Local Transport Loop-back

UNIX domain sockets are the advocated primary interprocess communications mechanism in the 4.4BSD system: 4.4BSD even implements pipes using UNIX domain sockets (MBKQ97). Linux also implements UNIX domain sockets, but uses the 4.1BSD/SVR3 legacy approach to pipes. XTI has an equivalent to the UNIX domain socket. This consists of connectionless, connection oriented, and connection oriented with orderly release loop-back transport providers. The netperf program has the ability to test UNIX domain sockets, but does not currently have the ability to test the XTI equivalents.

BSD claims that in 4.4BSD pipes were implemented using sockets (UNIX domain sockets) instead of using the file system as they were in 4.1BSD (MBKQ97). One of the reasons cited for implementing pipes on Sockets and UNIX domain sockets using the networking subsystems was performance. Another paper released by the OpenSS7 Project (SS7) shows that experimental results on Linux file-system based pipes (using the SVR3 or 4.1BSD approaches) perform poorly when compared to STREAMS-based pipes. Because Linux uses a similar approach to file-system based pipes in implementation of UNIX domain sockets, it can be expected that UNIX domain sockets under Linux will also perform poorly when compared to loop-back transport providers under STREAMS.

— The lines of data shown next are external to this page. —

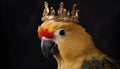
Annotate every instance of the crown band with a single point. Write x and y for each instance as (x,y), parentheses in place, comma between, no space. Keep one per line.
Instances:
(62,13)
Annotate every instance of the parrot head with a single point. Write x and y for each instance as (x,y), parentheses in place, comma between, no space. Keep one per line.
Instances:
(65,40)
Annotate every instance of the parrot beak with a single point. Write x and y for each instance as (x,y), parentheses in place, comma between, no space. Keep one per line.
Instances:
(49,47)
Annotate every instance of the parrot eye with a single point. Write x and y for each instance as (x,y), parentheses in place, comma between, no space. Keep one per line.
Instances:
(60,33)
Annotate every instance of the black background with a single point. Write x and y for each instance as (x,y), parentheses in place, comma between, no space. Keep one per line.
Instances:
(20,20)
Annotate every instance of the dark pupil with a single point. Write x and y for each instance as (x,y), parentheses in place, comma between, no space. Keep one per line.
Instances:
(62,32)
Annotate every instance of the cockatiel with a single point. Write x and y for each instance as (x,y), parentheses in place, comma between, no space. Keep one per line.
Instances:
(71,45)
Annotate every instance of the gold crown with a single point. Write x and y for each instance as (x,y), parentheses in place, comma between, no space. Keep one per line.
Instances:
(62,13)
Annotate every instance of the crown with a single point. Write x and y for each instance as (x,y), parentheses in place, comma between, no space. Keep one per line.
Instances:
(62,13)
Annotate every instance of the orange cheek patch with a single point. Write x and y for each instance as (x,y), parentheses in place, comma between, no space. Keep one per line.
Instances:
(44,32)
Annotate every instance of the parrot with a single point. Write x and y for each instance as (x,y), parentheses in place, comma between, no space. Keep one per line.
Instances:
(72,47)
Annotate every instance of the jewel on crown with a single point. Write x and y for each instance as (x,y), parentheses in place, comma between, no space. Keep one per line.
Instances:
(62,13)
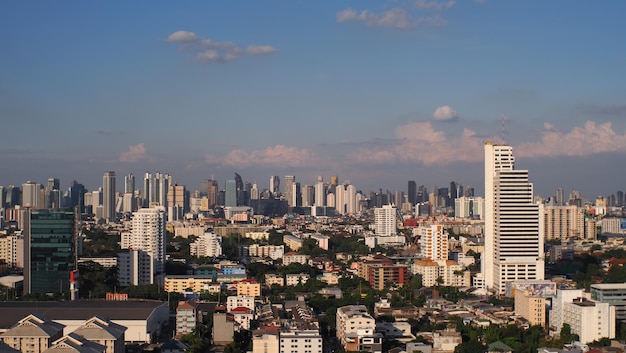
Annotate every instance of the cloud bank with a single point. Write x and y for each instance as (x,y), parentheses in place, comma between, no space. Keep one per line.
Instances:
(421,143)
(588,140)
(277,156)
(133,154)
(445,113)
(399,17)
(208,50)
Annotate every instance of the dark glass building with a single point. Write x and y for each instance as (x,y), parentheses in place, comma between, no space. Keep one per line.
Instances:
(50,251)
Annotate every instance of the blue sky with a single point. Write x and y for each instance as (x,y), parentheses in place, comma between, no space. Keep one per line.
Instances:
(376,92)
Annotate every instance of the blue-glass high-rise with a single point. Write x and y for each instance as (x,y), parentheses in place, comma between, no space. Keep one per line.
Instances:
(50,250)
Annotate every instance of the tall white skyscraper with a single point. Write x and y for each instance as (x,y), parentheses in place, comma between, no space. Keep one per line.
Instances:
(129,184)
(351,201)
(274,186)
(433,242)
(340,199)
(320,192)
(513,237)
(148,234)
(290,180)
(108,196)
(385,220)
(31,194)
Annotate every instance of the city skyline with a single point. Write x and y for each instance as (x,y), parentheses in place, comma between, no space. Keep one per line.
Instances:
(376,93)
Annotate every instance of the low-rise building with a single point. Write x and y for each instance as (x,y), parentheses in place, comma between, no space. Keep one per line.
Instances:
(187,283)
(33,334)
(104,332)
(250,288)
(294,279)
(187,317)
(532,308)
(590,320)
(272,279)
(440,272)
(300,341)
(233,302)
(74,343)
(207,245)
(292,242)
(294,257)
(356,329)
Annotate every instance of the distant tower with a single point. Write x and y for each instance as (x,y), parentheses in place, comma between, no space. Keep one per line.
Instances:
(148,234)
(320,192)
(274,186)
(31,194)
(513,241)
(129,183)
(108,196)
(289,182)
(49,250)
(231,194)
(560,197)
(385,222)
(412,191)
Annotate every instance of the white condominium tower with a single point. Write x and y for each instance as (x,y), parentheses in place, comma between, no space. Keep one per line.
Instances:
(109,196)
(385,220)
(513,238)
(148,234)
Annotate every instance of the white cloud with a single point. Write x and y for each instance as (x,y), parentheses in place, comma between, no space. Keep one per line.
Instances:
(182,37)
(395,18)
(279,155)
(133,154)
(261,49)
(445,113)
(208,55)
(419,142)
(208,50)
(434,5)
(592,138)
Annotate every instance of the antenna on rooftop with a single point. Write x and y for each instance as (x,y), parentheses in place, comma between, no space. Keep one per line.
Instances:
(503,119)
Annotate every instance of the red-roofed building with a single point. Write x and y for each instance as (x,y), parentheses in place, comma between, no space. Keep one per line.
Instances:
(243,316)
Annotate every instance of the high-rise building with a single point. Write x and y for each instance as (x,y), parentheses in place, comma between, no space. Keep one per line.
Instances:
(49,245)
(231,194)
(560,197)
(563,222)
(433,242)
(513,238)
(178,202)
(412,191)
(108,196)
(254,192)
(320,192)
(77,196)
(351,199)
(296,195)
(148,235)
(308,196)
(212,191)
(31,194)
(129,183)
(289,181)
(274,186)
(385,220)
(3,196)
(52,194)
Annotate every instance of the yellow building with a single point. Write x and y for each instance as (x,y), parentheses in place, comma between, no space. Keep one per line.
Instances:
(184,283)
(250,288)
(532,308)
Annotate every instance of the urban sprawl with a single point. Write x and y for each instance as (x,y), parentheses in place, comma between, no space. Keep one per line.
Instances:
(237,267)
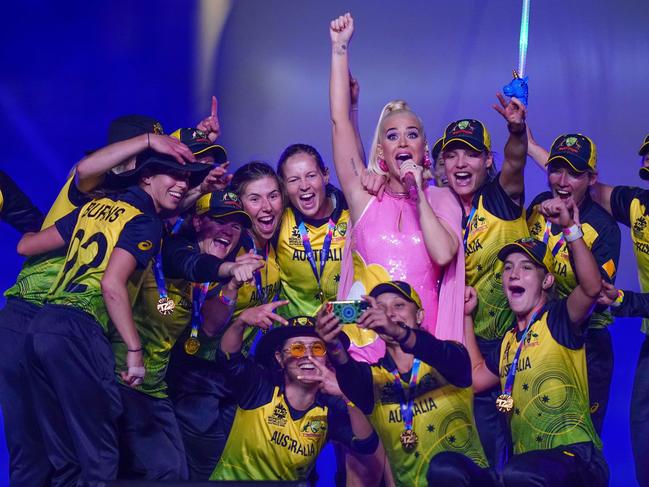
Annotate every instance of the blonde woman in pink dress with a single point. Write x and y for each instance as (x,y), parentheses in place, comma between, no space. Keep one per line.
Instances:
(413,232)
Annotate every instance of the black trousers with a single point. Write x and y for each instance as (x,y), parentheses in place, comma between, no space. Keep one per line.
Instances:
(599,362)
(204,410)
(151,445)
(578,465)
(492,425)
(640,416)
(72,378)
(28,462)
(456,470)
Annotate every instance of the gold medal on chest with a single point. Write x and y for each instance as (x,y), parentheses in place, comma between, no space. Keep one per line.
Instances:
(408,440)
(165,306)
(192,345)
(505,403)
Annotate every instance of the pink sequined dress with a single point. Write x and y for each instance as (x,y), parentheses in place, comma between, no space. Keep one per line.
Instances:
(386,243)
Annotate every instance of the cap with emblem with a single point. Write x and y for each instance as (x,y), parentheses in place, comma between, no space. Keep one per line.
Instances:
(220,204)
(469,132)
(535,250)
(200,144)
(577,150)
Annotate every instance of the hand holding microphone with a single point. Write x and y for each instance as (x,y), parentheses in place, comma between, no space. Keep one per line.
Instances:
(411,175)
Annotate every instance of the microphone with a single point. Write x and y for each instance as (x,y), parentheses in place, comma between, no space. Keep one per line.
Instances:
(410,182)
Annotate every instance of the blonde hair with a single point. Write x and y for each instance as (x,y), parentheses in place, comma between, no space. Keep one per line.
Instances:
(394,106)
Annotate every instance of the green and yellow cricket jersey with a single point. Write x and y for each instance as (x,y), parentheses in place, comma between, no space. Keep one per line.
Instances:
(551,405)
(248,295)
(602,237)
(38,272)
(497,222)
(270,440)
(158,332)
(443,406)
(16,208)
(127,221)
(629,206)
(299,285)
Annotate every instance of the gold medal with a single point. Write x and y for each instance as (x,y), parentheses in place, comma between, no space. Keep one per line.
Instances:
(192,345)
(505,403)
(165,306)
(408,440)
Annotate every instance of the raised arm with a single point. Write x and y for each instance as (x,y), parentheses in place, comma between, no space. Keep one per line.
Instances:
(348,159)
(582,299)
(91,170)
(113,287)
(482,377)
(538,154)
(512,174)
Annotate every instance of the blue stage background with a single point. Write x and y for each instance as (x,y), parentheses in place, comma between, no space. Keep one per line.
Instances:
(68,68)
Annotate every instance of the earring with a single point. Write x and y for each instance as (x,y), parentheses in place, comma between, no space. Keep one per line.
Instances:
(382,164)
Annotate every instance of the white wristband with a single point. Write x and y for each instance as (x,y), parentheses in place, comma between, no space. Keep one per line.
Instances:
(572,233)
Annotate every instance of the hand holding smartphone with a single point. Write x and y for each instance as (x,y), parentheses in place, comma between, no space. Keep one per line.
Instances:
(347,311)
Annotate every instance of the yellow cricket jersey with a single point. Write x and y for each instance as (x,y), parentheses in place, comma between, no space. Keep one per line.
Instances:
(629,206)
(602,237)
(443,421)
(299,284)
(158,332)
(497,221)
(550,392)
(38,272)
(128,221)
(270,440)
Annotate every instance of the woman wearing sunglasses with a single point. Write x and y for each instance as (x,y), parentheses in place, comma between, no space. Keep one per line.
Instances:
(288,405)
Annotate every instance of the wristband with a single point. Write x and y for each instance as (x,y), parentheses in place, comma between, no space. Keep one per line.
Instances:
(407,335)
(572,233)
(225,300)
(618,301)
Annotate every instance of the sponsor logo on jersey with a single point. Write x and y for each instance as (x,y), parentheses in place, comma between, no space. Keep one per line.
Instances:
(278,418)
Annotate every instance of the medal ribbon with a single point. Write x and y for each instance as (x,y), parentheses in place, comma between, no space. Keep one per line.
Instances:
(306,242)
(546,237)
(258,281)
(407,413)
(199,292)
(509,382)
(465,235)
(157,267)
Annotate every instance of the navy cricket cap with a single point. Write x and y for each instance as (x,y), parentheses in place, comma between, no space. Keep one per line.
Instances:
(535,250)
(470,132)
(577,150)
(199,144)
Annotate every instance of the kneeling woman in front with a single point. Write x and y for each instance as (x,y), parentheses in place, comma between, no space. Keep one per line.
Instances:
(287,408)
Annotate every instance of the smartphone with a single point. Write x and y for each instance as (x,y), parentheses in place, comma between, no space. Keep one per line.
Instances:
(347,311)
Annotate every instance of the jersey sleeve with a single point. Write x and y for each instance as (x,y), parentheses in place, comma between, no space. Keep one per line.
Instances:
(140,237)
(449,358)
(16,208)
(355,380)
(606,250)
(621,199)
(182,258)
(66,225)
(561,328)
(634,305)
(498,202)
(492,360)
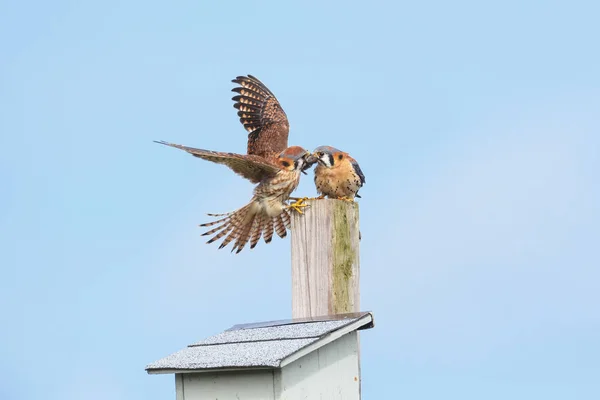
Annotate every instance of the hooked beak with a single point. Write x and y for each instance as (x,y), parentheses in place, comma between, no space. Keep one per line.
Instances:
(309,161)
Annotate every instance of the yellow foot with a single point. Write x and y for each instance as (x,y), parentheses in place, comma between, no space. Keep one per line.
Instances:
(298,205)
(344,198)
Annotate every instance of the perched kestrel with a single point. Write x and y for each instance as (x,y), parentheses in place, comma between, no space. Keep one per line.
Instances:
(337,176)
(267,211)
(262,116)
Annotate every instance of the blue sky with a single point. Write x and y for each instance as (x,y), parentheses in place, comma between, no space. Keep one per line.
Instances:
(477,127)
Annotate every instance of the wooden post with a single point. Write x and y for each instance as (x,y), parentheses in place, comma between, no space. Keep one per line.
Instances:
(325,259)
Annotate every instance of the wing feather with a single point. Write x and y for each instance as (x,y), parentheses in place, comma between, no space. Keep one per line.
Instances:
(262,116)
(251,167)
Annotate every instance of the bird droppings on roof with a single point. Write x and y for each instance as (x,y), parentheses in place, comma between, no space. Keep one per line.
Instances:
(296,331)
(255,345)
(232,355)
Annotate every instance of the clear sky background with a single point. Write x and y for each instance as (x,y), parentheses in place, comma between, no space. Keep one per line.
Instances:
(477,125)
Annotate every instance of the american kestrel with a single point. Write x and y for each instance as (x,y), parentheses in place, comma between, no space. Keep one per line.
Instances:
(337,175)
(267,211)
(262,116)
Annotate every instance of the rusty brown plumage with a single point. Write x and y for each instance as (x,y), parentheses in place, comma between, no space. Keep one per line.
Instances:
(262,116)
(267,212)
(337,175)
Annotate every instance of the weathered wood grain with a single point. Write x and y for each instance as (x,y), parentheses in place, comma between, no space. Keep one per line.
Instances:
(325,259)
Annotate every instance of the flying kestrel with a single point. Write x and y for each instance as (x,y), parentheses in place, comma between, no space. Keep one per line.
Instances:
(337,176)
(262,116)
(273,166)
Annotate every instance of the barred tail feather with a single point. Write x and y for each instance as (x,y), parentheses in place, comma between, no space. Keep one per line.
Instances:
(246,225)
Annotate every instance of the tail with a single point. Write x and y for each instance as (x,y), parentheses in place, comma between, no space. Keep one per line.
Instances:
(247,224)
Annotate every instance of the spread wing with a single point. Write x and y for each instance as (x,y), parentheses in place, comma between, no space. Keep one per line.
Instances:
(251,167)
(262,116)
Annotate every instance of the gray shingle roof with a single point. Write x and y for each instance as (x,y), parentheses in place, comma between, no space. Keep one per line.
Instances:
(263,345)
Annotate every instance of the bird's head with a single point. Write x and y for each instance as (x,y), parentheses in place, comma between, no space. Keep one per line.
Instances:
(295,158)
(328,156)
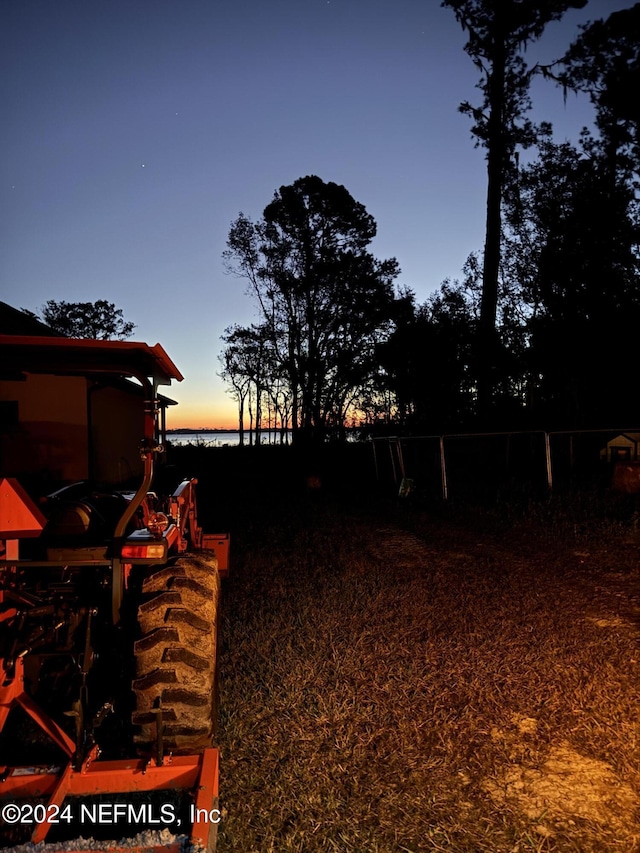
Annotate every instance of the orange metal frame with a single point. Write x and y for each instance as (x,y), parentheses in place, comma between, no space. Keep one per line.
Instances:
(196,773)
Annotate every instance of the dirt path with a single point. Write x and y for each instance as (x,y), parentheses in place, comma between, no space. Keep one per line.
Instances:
(406,684)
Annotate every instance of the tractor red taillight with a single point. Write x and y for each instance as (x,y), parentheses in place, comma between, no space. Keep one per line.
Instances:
(156,551)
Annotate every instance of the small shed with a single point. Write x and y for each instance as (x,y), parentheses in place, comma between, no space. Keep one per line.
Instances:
(623,448)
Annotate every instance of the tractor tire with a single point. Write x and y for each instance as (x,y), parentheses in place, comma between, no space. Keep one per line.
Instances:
(175,656)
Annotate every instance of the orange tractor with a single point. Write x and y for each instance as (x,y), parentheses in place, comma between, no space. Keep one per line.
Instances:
(108,607)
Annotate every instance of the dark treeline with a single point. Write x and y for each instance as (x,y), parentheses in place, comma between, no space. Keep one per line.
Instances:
(542,333)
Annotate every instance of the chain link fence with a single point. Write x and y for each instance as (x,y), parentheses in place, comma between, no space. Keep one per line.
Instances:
(488,465)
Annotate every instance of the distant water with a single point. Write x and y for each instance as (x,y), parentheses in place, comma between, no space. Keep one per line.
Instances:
(218,439)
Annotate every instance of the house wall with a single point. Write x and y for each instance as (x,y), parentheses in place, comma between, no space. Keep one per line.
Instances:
(43,433)
(117,424)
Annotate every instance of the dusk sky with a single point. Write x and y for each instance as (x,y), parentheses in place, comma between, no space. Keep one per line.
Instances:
(135,131)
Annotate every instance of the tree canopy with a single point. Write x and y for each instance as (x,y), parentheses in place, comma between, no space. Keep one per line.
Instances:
(325,302)
(499,31)
(100,320)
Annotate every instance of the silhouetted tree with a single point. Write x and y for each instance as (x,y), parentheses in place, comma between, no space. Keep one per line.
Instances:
(574,247)
(604,62)
(499,31)
(325,301)
(428,361)
(100,320)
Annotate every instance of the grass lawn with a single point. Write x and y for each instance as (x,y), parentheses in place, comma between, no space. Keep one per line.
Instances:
(396,680)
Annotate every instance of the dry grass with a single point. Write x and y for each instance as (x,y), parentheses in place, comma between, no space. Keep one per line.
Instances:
(388,686)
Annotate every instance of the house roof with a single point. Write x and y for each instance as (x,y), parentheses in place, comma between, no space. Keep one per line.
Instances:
(79,356)
(16,322)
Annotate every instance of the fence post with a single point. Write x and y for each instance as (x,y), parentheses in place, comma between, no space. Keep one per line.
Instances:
(393,462)
(443,471)
(403,473)
(547,450)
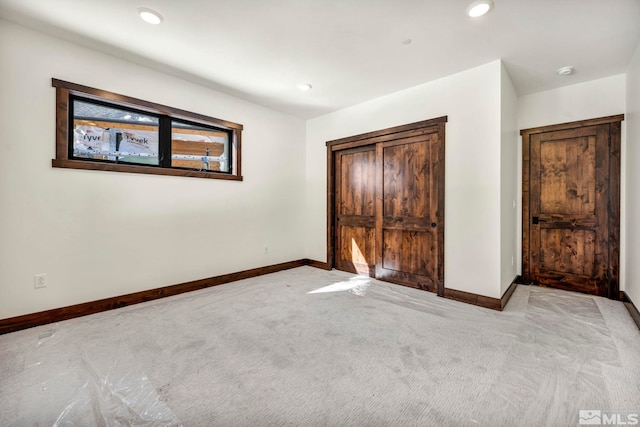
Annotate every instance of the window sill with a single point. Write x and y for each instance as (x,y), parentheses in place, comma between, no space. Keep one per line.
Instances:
(79,164)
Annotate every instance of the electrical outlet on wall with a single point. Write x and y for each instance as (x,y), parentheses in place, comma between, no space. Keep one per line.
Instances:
(40,281)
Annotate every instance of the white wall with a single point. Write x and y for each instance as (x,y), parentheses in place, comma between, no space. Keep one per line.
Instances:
(508,180)
(597,98)
(101,234)
(471,100)
(632,193)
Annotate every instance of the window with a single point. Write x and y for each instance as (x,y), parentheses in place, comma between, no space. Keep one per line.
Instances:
(105,131)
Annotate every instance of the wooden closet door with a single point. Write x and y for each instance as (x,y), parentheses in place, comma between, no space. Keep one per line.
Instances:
(571,205)
(408,202)
(355,209)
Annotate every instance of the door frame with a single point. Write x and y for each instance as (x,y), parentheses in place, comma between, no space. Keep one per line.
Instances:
(614,123)
(371,138)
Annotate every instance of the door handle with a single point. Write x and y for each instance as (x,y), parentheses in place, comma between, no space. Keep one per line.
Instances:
(536,220)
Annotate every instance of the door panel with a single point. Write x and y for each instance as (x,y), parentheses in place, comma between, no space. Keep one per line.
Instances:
(407,230)
(569,219)
(355,210)
(386,201)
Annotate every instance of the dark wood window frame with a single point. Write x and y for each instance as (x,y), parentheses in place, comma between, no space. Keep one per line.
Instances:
(66,91)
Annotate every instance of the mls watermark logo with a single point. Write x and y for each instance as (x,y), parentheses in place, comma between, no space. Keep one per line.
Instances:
(596,417)
(590,417)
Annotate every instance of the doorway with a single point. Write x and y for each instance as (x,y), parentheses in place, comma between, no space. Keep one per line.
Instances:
(386,204)
(571,206)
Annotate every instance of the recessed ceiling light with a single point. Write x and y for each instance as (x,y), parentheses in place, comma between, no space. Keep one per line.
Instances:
(479,8)
(150,16)
(565,71)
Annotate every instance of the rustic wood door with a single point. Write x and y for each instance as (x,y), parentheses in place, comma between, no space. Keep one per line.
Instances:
(406,234)
(573,207)
(355,209)
(386,204)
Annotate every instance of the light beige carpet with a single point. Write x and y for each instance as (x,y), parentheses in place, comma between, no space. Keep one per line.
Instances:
(310,347)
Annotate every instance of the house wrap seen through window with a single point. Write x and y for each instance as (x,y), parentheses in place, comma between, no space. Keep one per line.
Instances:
(105,131)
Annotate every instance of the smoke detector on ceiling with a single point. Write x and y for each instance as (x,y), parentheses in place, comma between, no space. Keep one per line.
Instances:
(150,16)
(565,71)
(479,8)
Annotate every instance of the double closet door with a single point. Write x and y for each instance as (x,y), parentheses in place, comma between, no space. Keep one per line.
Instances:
(386,204)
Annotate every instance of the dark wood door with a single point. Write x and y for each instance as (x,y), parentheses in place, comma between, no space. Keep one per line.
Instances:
(573,216)
(386,204)
(407,225)
(355,210)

Sockets interface to STREAMS

There are several mechanisms to providing BSD/POSIX Sockets interfaces to STREAMS networking (VS90) (Mar01). The experiments in this report indicate that it could be worthwhile to complete one of these implementations for Linux Fast-STREAMS (Soc) and test whether STREAMS networking using the Sockets interface is also superior to Linux Sockets, just as it has been shown to be with the XTI/TPI interface.

Related Work

A separate paper comparing the STREAMS-based pipe implementation of Linux Fast-STREAMS to the legacy 4.1BSD/SVR3-style Linux pipe implementation has also been prepared. That paper also shows significant performance improvements for STREAMS attributable to similar causes.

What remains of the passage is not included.